Contestant des prélèvements réalisés sur son compte bancaire, il en sollicitait le remboursement et déposait plainte pour escroquerie. Face au refus de la Banque de recréditer le compte au motif que l’opération aurait été effectuée au moyen d’un système d’authentification forte, il décidait d’engager une action en justice.
Suivant acte de commissaire de justice du 14 mai 2024, Monsieur [T] [K] a saisi le juge des contentieux de la protection du tribunal judiciaire de Nîmes d’une action formée à l’encontre de la Banque Populaire du Sud.
Dans ses dernières conclusions du 4 février 2025, Monsieur [T] [K] sollicite :
- In limine litis que le juge des contentieux de la protection se déclare compétent ou subsidiairement de faire usage de la passerelle, - A titre principal, de constater que les opérations contestées ont été effectuées frauduleusement et sans autorisation, - de dire et juger que la défenderesse est soumise à une obligation de remboursement envers Monsieur [K],
En conséquence, - de condamner la défenderesse à lui verser la somme de 9.146,04 euros correspondant au montant total des opérations contestées avec intérêts au taux légal à compter de la première réclamation en date du 3 mars 2023,
Subsidiairement, - de dire et juger que la Banque Populaire du Sud a manqué à son devoir de vigilance, - en conséquence de condamner la défenderesse à lui rembourser la somme de 9.146,04 euros correspondant au montant total des opérations contestées avec intérêts au taux légal à compter de la première réclamation en date du 3 mars 2023,
En tout état de cause : - de débouter la Banque Populaire du Sud de l’intégralité de ses demandes , - de condamner la Banque Populaire du Sud à lui verser la somme de 1200 euros sur le fondement de l’article 700 du code de procédure civile.

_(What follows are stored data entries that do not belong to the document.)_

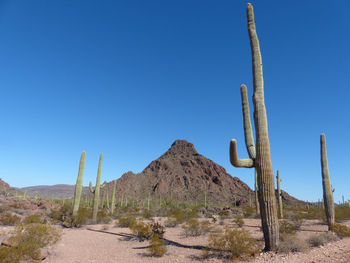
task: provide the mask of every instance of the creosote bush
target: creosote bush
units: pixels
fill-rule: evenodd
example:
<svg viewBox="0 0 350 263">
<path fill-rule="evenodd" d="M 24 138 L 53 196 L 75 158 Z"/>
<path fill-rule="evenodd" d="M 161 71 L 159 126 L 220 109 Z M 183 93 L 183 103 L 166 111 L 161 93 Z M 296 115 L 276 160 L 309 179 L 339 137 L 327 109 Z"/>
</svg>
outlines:
<svg viewBox="0 0 350 263">
<path fill-rule="evenodd" d="M 50 217 L 65 227 L 81 227 L 85 225 L 92 216 L 91 208 L 79 207 L 78 214 L 73 217 L 72 204 L 64 204 L 59 210 L 52 210 Z"/>
<path fill-rule="evenodd" d="M 148 251 L 152 257 L 162 257 L 167 251 L 166 242 L 160 239 L 158 235 L 153 235 Z"/>
<path fill-rule="evenodd" d="M 185 237 L 197 237 L 211 232 L 213 227 L 209 221 L 199 222 L 197 219 L 190 219 L 182 226 Z"/>
<path fill-rule="evenodd" d="M 151 224 L 144 223 L 142 219 L 137 220 L 129 226 L 132 234 L 139 240 L 144 241 L 152 237 Z"/>
<path fill-rule="evenodd" d="M 56 243 L 60 237 L 61 233 L 48 224 L 19 224 L 9 238 L 12 246 L 0 247 L 0 262 L 19 263 L 40 260 L 40 249 Z"/>
<path fill-rule="evenodd" d="M 284 234 L 295 234 L 297 228 L 292 223 L 289 223 L 287 220 L 280 220 L 280 233 Z"/>
<path fill-rule="evenodd" d="M 233 222 L 238 226 L 238 227 L 242 227 L 244 225 L 244 221 L 243 221 L 243 216 L 241 214 L 238 214 L 236 216 L 236 218 L 233 220 Z"/>
<path fill-rule="evenodd" d="M 165 228 L 162 224 L 158 222 L 151 223 L 151 230 L 153 235 L 157 235 L 159 238 L 164 237 Z"/>
<path fill-rule="evenodd" d="M 245 229 L 225 228 L 224 233 L 210 234 L 208 247 L 211 251 L 205 253 L 230 259 L 255 256 L 259 251 L 257 241 Z"/>
<path fill-rule="evenodd" d="M 330 230 L 337 234 L 338 237 L 350 237 L 350 228 L 342 224 L 334 224 L 330 227 Z"/>
<path fill-rule="evenodd" d="M 4 213 L 0 215 L 0 224 L 5 226 L 14 226 L 21 221 L 21 218 L 11 213 Z"/>
<path fill-rule="evenodd" d="M 197 208 L 187 208 L 187 209 L 171 209 L 168 214 L 168 219 L 165 222 L 167 227 L 175 227 L 179 224 L 182 224 L 192 218 L 198 218 L 198 209 Z"/>
<path fill-rule="evenodd" d="M 41 214 L 33 214 L 25 217 L 22 220 L 23 224 L 45 224 L 46 219 Z"/>
<path fill-rule="evenodd" d="M 130 227 L 136 223 L 136 218 L 134 215 L 119 216 L 117 226 L 119 227 Z"/>
<path fill-rule="evenodd" d="M 297 238 L 296 235 L 286 233 L 280 234 L 279 252 L 304 252 L 308 249 L 309 244 L 305 240 Z"/>
<path fill-rule="evenodd" d="M 310 244 L 311 247 L 319 247 L 324 246 L 329 242 L 334 242 L 338 240 L 339 237 L 336 234 L 332 232 L 327 232 L 318 235 L 313 235 L 307 240 L 307 242 Z"/>
</svg>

Au soutien de ses prétentions, au visa de l’article 561-6 du code monétaire et financier, 1231-1 du code civile, Monsieur [K] expose avoir été victime d’une escroquerie suite à 3 débits sur son compte bancaire. Suite au refus de la banque de recréditer le compter, il soutient avoir déposé plainte et contestait les opérations bancaires. Il considère que le juge des contentieux de la protection est compétent dès lors que le litige concerne un montant inférieur à 10000 euros. Il argue d’un défaut de vigilance de la banque et d’un manquement à ses obligations.

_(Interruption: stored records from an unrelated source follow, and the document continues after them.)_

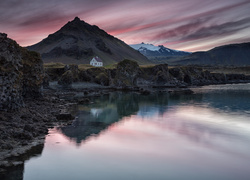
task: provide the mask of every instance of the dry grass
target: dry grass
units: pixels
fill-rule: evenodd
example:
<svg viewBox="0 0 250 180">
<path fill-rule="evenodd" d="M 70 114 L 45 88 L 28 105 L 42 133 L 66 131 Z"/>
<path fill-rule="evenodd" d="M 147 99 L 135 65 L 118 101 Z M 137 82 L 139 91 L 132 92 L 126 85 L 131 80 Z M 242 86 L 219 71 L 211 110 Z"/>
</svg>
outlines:
<svg viewBox="0 0 250 180">
<path fill-rule="evenodd" d="M 79 64 L 78 65 L 78 69 L 79 70 L 86 70 L 86 69 L 90 69 L 93 68 L 94 66 L 91 66 L 90 64 Z"/>
<path fill-rule="evenodd" d="M 63 63 L 45 63 L 43 64 L 44 68 L 64 68 L 65 64 Z"/>
<path fill-rule="evenodd" d="M 154 66 L 155 64 L 145 64 L 145 65 L 140 65 L 140 68 L 152 68 Z"/>
</svg>

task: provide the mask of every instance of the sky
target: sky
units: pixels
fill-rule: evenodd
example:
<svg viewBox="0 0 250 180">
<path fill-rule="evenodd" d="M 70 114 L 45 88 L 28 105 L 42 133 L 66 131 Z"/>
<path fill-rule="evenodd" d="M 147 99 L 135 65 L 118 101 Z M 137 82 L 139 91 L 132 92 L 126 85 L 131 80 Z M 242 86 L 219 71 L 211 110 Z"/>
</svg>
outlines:
<svg viewBox="0 0 250 180">
<path fill-rule="evenodd" d="M 0 0 L 0 32 L 21 46 L 76 16 L 127 44 L 194 52 L 250 42 L 250 0 Z"/>
</svg>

A l’audience, Monsieur [T] [K] était représenté par son Conseil.
De son côté, la Banque Populaire du Sud, citée à personne morale, était représentée par son Conseil.
Dans ses dernières conclusions, la Banque Populaire du Sud sollicite : - que le JCP se déclare incompétent au profit du tribunal judiciaire - subsidiairement de rejeter les prétentions de Monsieur [K], - de condamner Monsieur [K] à lui payer la somme de 2000 euros sur le fondement de l’article 700 du code de procédure civile outre les dépens.

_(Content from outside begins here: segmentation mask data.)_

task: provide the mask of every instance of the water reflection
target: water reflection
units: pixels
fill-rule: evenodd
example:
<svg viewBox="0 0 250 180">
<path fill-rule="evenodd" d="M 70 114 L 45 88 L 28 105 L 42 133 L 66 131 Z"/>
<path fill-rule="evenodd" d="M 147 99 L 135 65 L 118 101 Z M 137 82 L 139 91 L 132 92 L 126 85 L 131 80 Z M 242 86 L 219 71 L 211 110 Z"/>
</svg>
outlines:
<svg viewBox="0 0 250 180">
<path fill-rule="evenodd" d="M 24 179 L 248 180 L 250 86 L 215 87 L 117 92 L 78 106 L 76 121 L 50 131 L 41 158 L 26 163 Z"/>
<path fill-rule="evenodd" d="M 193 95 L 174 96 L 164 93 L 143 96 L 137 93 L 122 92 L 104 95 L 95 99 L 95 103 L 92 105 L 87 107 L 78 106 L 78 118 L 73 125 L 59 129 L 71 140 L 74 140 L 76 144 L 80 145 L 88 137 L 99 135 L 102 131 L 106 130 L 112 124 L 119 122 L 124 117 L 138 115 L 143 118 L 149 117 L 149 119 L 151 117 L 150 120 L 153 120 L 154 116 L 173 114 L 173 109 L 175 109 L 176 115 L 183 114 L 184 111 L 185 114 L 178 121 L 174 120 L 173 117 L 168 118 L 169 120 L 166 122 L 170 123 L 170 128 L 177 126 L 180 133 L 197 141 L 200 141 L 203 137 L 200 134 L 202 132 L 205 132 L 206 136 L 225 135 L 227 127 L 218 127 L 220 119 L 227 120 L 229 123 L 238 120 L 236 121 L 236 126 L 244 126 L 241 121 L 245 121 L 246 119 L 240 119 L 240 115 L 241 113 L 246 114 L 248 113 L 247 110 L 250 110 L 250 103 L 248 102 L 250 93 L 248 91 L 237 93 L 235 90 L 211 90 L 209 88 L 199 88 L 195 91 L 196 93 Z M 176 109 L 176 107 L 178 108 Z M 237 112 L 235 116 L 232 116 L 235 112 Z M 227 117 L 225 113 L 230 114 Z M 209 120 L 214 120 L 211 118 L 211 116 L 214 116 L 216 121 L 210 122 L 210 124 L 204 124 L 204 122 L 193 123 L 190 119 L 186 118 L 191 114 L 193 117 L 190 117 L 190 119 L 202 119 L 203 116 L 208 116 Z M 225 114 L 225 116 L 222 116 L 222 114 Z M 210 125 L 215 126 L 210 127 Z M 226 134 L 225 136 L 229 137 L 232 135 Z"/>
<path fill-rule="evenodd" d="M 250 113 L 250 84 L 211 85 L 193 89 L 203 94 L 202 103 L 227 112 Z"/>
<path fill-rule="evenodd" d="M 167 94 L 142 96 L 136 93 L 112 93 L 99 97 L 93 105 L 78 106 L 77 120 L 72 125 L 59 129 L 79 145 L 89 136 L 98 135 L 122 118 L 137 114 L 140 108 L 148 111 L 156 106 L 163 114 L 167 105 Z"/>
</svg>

Au soutien de ses prétentions, elle expose que le JCP est matériellement incompétent et s’en remet à la décision du tribunal. Elle soutient que la Banque n’a pas commis de faute dès lors que l’authentification emporte le consentement et que le client a fait preuve de négligence. Elle argue de l’arrêt d’un autre virement et de l’absence de preuve d’une fraude.
A l’audience, le magistrat a mis dans les débats la question de la compétence matérielle du juge des contentieux de la protection dès lors que le litige ne portait pas sur un crédit à la consommation.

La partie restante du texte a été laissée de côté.